The basis for such access rests not on CPR 5.4C but on the inherent jurisdiction of the Court and the principle of open justice. In drawing the distinction, the Court focused on the fact that the outcome of an application under CPR 5.4C is subject to the records held by the Court at a particular time and for particular purposes, which may themselves be subject to how the justice system is run at any one time. Those reasons are not the same as the principles which should be applied in determining whether access should be given (see para. 24 of Lady Hale’s lead judgment).
The Supreme Court held that it was not correct to focus on the limits of the Court’s jurisdiction; indeed, as Lady Hale noted at para. 34: “...case after case has recognised that the guiding principle is the need for justice to be done in the open and that courts at all levels have an inherent jurisdiction to allow access in accordance with that principle.” The principal purposes of the open justice principle are:
- To enable public scrutiny of the way in which courts decide cases.
- To enable the public to understand how the justice system works and why decisions are taken.

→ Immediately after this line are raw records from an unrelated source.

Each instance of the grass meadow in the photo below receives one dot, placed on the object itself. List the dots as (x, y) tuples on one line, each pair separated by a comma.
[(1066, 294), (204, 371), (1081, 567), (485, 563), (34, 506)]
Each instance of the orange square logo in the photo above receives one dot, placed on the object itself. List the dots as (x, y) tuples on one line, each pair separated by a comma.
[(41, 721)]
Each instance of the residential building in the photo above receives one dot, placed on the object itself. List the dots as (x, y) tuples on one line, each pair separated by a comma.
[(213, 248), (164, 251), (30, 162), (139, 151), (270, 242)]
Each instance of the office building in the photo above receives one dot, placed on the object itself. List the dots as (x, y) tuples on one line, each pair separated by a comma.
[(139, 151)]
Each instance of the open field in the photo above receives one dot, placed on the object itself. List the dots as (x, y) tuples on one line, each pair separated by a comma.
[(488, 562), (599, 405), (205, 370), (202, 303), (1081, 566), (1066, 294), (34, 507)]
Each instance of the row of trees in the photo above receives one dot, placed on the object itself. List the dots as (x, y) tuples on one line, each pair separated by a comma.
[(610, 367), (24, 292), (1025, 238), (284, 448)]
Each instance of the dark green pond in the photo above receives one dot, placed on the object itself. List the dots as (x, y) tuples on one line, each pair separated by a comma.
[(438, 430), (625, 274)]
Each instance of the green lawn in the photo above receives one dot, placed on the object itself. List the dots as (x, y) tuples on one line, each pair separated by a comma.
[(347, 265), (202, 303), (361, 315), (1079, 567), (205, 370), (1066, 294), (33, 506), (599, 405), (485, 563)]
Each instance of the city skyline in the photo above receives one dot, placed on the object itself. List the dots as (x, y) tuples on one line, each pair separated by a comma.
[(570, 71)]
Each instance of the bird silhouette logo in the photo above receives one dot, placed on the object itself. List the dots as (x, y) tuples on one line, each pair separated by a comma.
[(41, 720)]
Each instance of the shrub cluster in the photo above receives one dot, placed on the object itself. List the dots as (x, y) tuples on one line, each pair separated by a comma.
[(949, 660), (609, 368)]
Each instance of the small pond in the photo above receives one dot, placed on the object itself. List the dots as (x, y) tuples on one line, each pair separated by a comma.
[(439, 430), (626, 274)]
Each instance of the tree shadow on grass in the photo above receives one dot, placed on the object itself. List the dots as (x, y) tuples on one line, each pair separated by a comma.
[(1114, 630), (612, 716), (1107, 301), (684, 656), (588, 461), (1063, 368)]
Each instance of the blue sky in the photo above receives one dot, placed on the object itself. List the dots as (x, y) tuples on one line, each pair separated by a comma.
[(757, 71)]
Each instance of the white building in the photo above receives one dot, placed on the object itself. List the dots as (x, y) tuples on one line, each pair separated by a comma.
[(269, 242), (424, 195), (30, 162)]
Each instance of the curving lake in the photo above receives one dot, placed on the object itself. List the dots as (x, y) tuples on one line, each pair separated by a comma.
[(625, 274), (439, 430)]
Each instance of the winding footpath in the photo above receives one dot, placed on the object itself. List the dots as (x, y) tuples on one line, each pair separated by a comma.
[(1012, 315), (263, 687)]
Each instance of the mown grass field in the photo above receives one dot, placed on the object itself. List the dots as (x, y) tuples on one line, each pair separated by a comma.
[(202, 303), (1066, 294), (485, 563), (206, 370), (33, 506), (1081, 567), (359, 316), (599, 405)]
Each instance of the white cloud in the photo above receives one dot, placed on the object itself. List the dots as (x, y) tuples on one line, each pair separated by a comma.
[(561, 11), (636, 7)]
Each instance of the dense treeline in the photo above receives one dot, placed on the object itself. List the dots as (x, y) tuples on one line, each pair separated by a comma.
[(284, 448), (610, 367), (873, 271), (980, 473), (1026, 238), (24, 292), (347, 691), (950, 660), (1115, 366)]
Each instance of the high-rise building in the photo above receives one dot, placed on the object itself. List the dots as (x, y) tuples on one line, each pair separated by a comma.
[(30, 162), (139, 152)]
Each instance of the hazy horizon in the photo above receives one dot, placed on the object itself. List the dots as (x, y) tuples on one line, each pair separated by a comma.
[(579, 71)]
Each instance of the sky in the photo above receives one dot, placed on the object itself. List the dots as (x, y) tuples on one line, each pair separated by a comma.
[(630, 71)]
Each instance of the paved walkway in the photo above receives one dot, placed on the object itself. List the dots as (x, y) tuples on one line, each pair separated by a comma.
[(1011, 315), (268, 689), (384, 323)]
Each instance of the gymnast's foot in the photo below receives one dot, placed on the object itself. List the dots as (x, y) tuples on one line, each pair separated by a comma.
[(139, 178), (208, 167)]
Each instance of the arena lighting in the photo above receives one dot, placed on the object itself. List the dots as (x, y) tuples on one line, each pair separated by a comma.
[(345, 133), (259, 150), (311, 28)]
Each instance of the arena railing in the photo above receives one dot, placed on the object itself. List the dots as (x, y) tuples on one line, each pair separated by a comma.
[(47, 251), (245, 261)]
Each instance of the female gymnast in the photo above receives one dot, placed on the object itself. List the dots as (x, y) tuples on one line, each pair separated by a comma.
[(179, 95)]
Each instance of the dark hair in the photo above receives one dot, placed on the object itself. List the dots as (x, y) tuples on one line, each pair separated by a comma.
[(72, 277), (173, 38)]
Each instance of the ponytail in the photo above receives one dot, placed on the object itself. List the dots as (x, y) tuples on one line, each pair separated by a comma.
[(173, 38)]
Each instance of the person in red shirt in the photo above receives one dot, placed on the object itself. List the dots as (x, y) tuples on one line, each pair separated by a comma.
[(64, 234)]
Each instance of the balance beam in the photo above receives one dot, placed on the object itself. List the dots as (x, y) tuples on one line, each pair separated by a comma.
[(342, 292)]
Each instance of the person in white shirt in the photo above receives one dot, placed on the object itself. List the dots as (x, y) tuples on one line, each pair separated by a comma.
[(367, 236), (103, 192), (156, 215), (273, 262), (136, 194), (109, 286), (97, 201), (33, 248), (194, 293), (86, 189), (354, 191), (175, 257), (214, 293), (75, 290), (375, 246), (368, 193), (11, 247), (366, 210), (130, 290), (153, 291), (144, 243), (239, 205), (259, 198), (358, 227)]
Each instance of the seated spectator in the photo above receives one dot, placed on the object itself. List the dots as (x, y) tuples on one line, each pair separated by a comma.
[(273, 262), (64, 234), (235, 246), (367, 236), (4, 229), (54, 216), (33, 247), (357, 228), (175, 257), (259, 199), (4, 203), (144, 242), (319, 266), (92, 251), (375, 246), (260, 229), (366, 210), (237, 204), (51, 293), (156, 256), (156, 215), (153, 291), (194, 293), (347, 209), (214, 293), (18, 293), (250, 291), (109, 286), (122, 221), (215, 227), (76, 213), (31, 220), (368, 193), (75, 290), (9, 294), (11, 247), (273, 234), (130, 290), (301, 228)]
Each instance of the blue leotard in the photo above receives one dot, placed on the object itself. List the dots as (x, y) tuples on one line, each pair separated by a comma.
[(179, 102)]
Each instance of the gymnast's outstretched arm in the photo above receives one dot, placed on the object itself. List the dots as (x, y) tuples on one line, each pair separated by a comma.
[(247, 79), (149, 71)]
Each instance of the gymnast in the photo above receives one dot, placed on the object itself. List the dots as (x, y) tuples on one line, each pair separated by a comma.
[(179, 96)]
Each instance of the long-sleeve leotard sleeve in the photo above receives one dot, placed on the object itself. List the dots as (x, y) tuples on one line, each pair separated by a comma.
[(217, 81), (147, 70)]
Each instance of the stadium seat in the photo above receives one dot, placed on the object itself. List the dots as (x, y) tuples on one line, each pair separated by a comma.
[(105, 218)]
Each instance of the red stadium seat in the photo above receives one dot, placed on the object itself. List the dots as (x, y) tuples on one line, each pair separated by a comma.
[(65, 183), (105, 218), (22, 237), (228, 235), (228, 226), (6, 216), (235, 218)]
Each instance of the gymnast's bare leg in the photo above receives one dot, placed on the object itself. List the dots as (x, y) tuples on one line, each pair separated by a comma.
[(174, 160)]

Once the pre-eminence of the principle is recognised, the question is then how it should be exercised. As noted above, the existence of the power on the part of the Court for access to be granted does not automatically confer on an applicant the right to receive the documentation sought. An applicant must explain their basis for seeking access, including how granting access would advance the open justice principle. It was then for the Court to carry out a fact-specific balancing exercise, taking account of the harm disclosure could cause to the maintenance of an effective judicial process or the legitimate interests of others in, for example, confidentiality being preserved. The practicalities and proportionality of granting the request would also be relevant with the non-party seeking access being expected to meet the reasonable costs of access being granted (see para.47). Notably, where trial bundles had been annotated, such copies would only be provided with the consent of the person holding them. A clean copy of a bundle, if still available, may be the “most practicable” way of allowing a non-party access.
Also of interest are the closing remarks (postscript, para. 51) in which the Supreme Court urged bodies responsible for framing court rules to ‘give consideration to the questions of principle and practice’ of the case and to commence a wider consultation on how to apply rules in future. They commented in particular on the fact that the issues in this particular case arose in unusual circumstances after the end of trial but where clean copies were available. They had not heard any argument on the extent of any continuing obligation of the parties to cooperate with the court in furthering the principle of open justice once proceedings had been concluded and that, and other practical issues, should more suitably be resolved through consultation.